As our surveillance dystopia continues to spread, good news keeps popping up. OpenAI shut down its video slop generator; Facebook was defeated in two separate court cases for harming kids; and people are starting to ridicule Zuck’s spy glasses.

Video AI slop generator Sora shuts down

OpenAI Is Shutting Down Sora, Its A.I. Video Generator (NYT, March 24, 2026):

OpenAI is shutting down Sora, the video-generation technology the company unveiled in 2024, shocking entertainment executives with its ability to use artificial intelligence to quickly produce short videos that looked as if a Hollywood studio had made them.

Just three months ago, OpenAI and Disney signed a three-year licensing deal allowing Sora users to generate videos with Disney characters like Mickey Mouse, Cinderella and Yoda.
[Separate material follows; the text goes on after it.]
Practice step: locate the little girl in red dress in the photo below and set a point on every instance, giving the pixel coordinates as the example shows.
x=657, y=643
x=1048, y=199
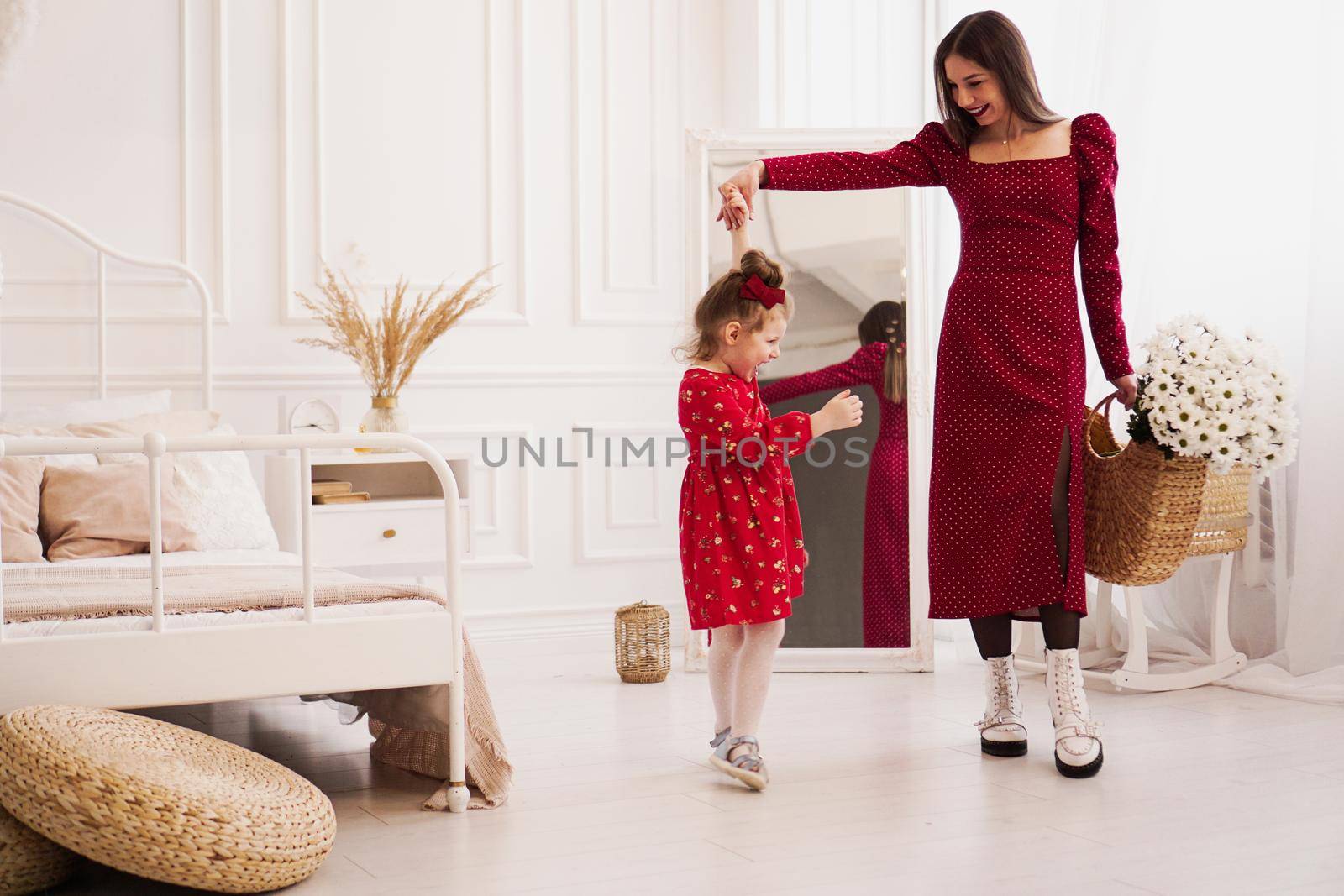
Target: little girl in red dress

Disney’s Sora Disaster Shows AI Will Not Revolutionize Hollywood (by Jason Koebler in 404 Media, March 25, 2026):

Disney is pulling out of its billion-dollar investment in OpenAI entirely. . . . it was hard to imagine why Disney would infect its flagship paid streaming service with content from a service whose viral videos consisted of users turning Pikachu into a felon and SpongeBob into Hitler. It was not clear why Disney would want AI slop made by randos to live next to, say the $200 million Toy Story 4 or any number of Disney’s masterpieces. It was also hard to imagine why a company that has so aggressively enforced its copyright would suddenly say all bets are off for Sam Altman’s plagiarism machine. The only thing that made any sense is that Hollywood executives, like Silicon Valley executives, hate paying for human labor so much that they have convinced themselves that their customers would happily consume AI slop if it was shoved down their throats.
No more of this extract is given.